Prior to the FY24 rule issuance, on December 29, 2022, Transmittal 18 was released. This transmittal was effective for all cost reports beginning after October 1, 2022. The first cost reporting period affected by these changes is Fiscal Year End (FYE): September 30, 2023. Specifically, the transmittal implemented additional exhibits or changes to existing exhibits for reporting of the following data:


Medicare bad debts


Medicaid Eligible Days for DSH


Charity care charges by patient


Total bad debts by patient

The new requirements introduce or revise the reporting of elements for these areas, which will increase the complexity of reporting for reimbursement on the Medicare cost report. Along with the additional work involved, these new requirements will also bring increased compliance scrutiny and Medicare Administrative Contractor (MAC) audit risk, which could lead to reduced payments or complete elimination of payments for Medicare bad debts, DSH, and UCC, which may result in loss of 340B eligibility.

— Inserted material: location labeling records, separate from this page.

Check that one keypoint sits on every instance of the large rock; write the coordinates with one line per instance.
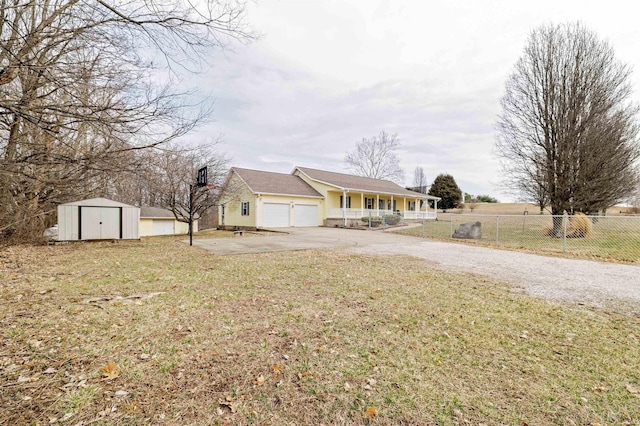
(469, 231)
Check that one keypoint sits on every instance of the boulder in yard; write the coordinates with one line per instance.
(469, 231)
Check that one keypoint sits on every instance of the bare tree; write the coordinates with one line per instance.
(419, 180)
(79, 87)
(375, 158)
(567, 133)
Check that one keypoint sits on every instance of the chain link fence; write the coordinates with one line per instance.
(615, 238)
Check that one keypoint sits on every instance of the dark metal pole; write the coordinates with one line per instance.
(190, 215)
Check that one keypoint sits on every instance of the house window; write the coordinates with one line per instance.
(368, 203)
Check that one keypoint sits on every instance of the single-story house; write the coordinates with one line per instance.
(311, 197)
(159, 221)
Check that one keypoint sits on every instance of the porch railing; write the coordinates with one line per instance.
(337, 213)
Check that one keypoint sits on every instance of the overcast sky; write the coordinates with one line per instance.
(326, 74)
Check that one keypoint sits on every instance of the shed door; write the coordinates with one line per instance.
(100, 223)
(163, 227)
(306, 215)
(275, 215)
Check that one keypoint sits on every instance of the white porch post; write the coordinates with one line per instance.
(258, 213)
(344, 208)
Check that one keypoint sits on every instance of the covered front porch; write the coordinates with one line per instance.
(355, 205)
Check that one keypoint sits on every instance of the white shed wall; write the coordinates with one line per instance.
(94, 211)
(130, 223)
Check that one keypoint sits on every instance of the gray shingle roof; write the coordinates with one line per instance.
(275, 183)
(359, 183)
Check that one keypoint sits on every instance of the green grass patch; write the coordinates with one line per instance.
(306, 337)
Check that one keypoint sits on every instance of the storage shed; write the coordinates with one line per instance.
(98, 219)
(159, 221)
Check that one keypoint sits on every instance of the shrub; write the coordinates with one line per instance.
(391, 219)
(375, 220)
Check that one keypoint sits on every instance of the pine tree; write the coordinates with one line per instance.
(445, 187)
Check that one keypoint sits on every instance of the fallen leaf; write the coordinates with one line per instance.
(110, 371)
(371, 412)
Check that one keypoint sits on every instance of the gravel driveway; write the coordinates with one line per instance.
(570, 280)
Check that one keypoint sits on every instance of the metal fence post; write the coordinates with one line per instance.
(564, 239)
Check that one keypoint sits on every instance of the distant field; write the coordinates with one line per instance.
(519, 208)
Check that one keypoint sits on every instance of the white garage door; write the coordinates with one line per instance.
(163, 227)
(99, 223)
(306, 215)
(275, 215)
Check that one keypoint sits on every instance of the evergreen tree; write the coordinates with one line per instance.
(445, 187)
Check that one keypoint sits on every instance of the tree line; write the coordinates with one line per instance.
(88, 98)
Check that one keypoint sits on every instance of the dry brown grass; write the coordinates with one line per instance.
(580, 226)
(309, 337)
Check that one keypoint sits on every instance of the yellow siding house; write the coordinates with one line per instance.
(311, 197)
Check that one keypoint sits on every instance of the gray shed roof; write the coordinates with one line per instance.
(275, 183)
(156, 212)
(97, 202)
(359, 183)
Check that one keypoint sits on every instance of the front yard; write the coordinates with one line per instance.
(155, 332)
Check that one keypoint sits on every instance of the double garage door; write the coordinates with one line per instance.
(277, 215)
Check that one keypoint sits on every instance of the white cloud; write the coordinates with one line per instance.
(328, 73)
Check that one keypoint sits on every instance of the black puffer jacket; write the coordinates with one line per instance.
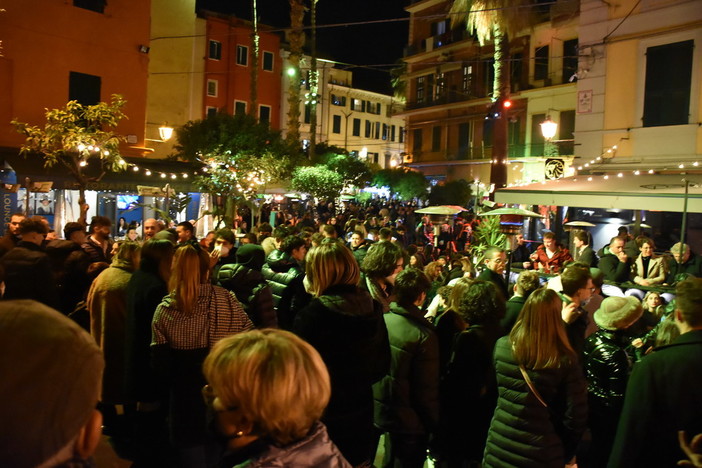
(285, 276)
(523, 433)
(252, 290)
(347, 328)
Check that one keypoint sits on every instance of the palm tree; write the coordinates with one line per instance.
(494, 21)
(297, 40)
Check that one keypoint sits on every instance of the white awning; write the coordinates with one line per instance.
(657, 192)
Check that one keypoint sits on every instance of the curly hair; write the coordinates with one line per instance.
(481, 302)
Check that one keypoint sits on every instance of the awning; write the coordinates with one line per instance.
(656, 192)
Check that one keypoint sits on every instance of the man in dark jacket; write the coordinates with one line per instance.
(284, 273)
(28, 273)
(495, 263)
(407, 399)
(245, 280)
(11, 238)
(615, 263)
(664, 392)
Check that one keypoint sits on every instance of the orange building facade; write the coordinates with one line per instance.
(54, 51)
(228, 61)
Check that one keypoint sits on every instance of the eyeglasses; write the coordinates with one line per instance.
(209, 396)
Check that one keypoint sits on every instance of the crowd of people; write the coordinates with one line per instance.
(311, 343)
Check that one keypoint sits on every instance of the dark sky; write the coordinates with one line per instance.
(371, 48)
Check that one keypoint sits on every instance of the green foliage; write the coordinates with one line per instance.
(242, 155)
(318, 181)
(402, 182)
(487, 234)
(456, 192)
(76, 134)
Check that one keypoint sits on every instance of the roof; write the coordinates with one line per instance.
(656, 192)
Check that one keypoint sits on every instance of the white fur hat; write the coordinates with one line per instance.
(618, 313)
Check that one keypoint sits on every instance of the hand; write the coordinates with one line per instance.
(570, 312)
(692, 450)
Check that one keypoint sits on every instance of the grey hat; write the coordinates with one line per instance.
(618, 313)
(51, 378)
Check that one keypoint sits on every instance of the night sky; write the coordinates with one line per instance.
(372, 49)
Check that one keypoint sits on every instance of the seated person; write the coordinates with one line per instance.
(550, 256)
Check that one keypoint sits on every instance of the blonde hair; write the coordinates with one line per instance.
(539, 339)
(277, 381)
(329, 264)
(191, 268)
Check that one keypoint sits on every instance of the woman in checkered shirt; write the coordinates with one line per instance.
(187, 323)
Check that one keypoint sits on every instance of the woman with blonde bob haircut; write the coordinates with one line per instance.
(186, 325)
(346, 327)
(541, 409)
(269, 389)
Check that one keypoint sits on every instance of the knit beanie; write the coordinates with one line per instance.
(51, 371)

BDO can help healthcare organizations comply with these requirements by:

  • Assessing current reporting processes to identify gaps in current reporting and implement improvements to meet new requirements and provide compliant reports
  • Enhancing processes through technology to decrease the risk of missed accounts and increase reimbursement
  • Helping organizations prepare for increased audit scrutiny to mitigate potential loss of reimbursement

Health Equity

The final rule continues to expand on the CMS Framework for Health Equity 2022-2032, adding 15 new health equity elements. This plan puts forth measures for hospitals to document the impact of their health equity policies on their patient population and outlines five priorities:


Expand the collection, reporting, and analysis of standardized health equity data


Assess the cause of disparities within CMS programs and address inequities in policies and operations to close gaps


Build the capacity of healthcare organizations and the workforce to reduce health and healthcare disparities


Advance language access, health literacy, and the provision of culturally tailored services


Increase all forms of accessibility to healthcare services and coverage

These health equity measures will be incorporated into reimbursement methodologies. In addition, providers can receive bonus payments called the Health Equity Adjustment Bonus. Through this methodology they can also earn up to 10 bonus points in their Hospital Value Based score.

The new health equity elements fall under three different categories:

Facility Commitment to Measure Health Equity
Screening for Social Drivers of Health
Screen Positive Rate for Social Drivers of Health

BDO can help healthcare organizations comply with these requirements by:

  • Assessing data collection processes to determine readiness for health equity measures monitoring
  • Analyzing current year health equity measures against the CMS’ measures to develop a baseline for determining areas for enhancement
  • Calculating the Health Equity Adjustment Bonus to identify areas for further enhancement and help optimize associated additional reimbursement
  • Assisting management in identifying ideas to improve community outreach so as to improve individual health equity components

Final Thoughts

The final FY24 IPPS rule will have a significant impact on reimbursement rates for healthcare organizations, as well as the resources needed to maintain compliance with the IPPS. To meet these new requirements, healthcare organizations may need to work with a third party, who can provide additional specialized resources and knowledge that may not be available in house.